Enabling the exchange of data and models between different companies and organizations also fosters innovative business models, smoother workflows, and the reuse of knowledge. This approach, already proving its worth in fields like game design[19] and computer-aided design[20], substantially enhances productivity by cutting down on the manual effort needed for creating high-quality models.
However, model sharing does come with its own challenges. For example, one significant risk involves the use of Functional Mock-up Interface (FMI) DLLs for model sharing and co-simulation. While they facilitate interoperability and model exchange, their use bears the risk of cyberattacks. Another challenge is in the digital rights management (DRM) of corresponding models, ensuring that models cannot be reverse engineered by exploiting infinite execution or that models are shared without proper payment. These risks and challenges must be carefully managed to ensure that the benefits of model sharing are not undermined by potential vulnerabilities.
Sustaining evolution relies on technology innovation
Be it the interplay between solution accuracy and simulation speed, or the adoption of CAE by new user personas and by new industrial use-cases, the ongoing evolution of CAE will not happen by chance. We can’t rely on hardware compute roadmaps alone to sustain a continued growth in the effectiveness of CAE. Disruptive technologies are required, together with the effort and investment necessary to develop them. From algorithmic innovation and hybrid ML modelling through to generative AI automation, interoperability, and model-as-a-service, multiple opportunities exist that together will ensure CAE’s continued growth and adoption.
[1] U Rüde, K Willcox, L Curfman McInnes, H De Sterck (2018): Research and Education in Computational Science and Engineering. SIAM Review
[2] PG Martinsson and JA Tropp (2020): Randomized numerical linear algebra: Foundations and algorithms. Acta Numerica
[3] D Kochkov, JA Smith, A Alieva, and S Hoyer (2021): Machine learning–accelerated computational fluid dynamics. PNAS
[4] J Shalf (2020): The future of computing beyond Moore’s Law. Philosophical Transactions of the Royal Society A
[5] NVIDIA (2024): NVIDIA Blackwell Platform Arrives to Power a New Era of Computing
[6] T Hey, S Tansley, K Tolle, J Gray (2009): The Fourth Paradigm: Data-Intensive Scientific Discovery. Microsoft Research
[7] WIT Uy, D Hartmann, B Peherstorfer (2022): Operator inference with roll outs for learning reduced models from scarce and low-quality data
[8] B Albright (2023): Technology Outlook 2024. Digital Engineering December 2023
[9] AF Ragani, P Stein, R Keene, I Symington (2023): Unveiling the next frontier of engineering simulation.
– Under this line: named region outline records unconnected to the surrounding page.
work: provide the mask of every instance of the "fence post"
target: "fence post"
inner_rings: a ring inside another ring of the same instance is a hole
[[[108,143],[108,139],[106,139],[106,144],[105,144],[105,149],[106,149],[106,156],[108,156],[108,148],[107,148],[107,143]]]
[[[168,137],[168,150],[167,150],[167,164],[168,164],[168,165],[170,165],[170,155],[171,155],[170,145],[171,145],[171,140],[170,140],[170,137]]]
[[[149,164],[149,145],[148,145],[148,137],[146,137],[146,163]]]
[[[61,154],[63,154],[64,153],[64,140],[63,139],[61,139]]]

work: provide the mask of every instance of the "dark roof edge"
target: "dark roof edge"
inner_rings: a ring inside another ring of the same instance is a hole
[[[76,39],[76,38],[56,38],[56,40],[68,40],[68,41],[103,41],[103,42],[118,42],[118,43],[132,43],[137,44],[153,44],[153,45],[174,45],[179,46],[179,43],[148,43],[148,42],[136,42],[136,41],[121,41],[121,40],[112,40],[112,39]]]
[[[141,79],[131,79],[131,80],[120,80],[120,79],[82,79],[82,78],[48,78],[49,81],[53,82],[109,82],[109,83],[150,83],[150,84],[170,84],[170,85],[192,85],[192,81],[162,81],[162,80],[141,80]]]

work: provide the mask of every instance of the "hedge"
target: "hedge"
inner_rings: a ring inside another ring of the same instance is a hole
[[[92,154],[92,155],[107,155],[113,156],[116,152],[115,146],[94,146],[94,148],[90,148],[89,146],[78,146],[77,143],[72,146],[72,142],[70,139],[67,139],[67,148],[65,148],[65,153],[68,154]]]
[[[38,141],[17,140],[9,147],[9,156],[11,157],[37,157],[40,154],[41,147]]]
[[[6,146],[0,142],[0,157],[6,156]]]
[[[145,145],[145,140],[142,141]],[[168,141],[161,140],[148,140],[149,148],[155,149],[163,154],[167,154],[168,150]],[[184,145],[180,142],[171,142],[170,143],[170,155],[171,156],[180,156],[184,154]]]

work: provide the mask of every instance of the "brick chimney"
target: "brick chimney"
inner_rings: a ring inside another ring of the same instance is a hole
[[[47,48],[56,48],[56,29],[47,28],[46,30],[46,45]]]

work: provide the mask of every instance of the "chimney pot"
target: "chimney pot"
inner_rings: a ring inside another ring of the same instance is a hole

McKinsey and NAFEMS report
[10] The Economist (2022): Huge “foundation models” are turbo-charging AI progress
[11] T Abbey (2017): CAD and FEA User Interface Evolution
[12] ISO 10303-21 (2016): Industrial Automation Systems and Integration – Product Data Representation and Exchange
[13] Functional Mock-up Interface standard
[14] OMG (2024): SysML v2: The next-generation Systems Modelling Language
[15] SimScale (2023): The SimScale API
[16] Simercator – Cloud for Simulation Models
[17] Siemens (2023): Siemens and NVIDIA partner to build the Industrial Metaverse. Press Release
[18] FJ Menzl: (2021): Smart & sustainable: what it takes to create the green factory of tomorrow. Siemens Blog
[19] e.g., TurboSquid by Shutterstock
[20] e.g., 3D X exchange by Endeavor Business Media, LLC.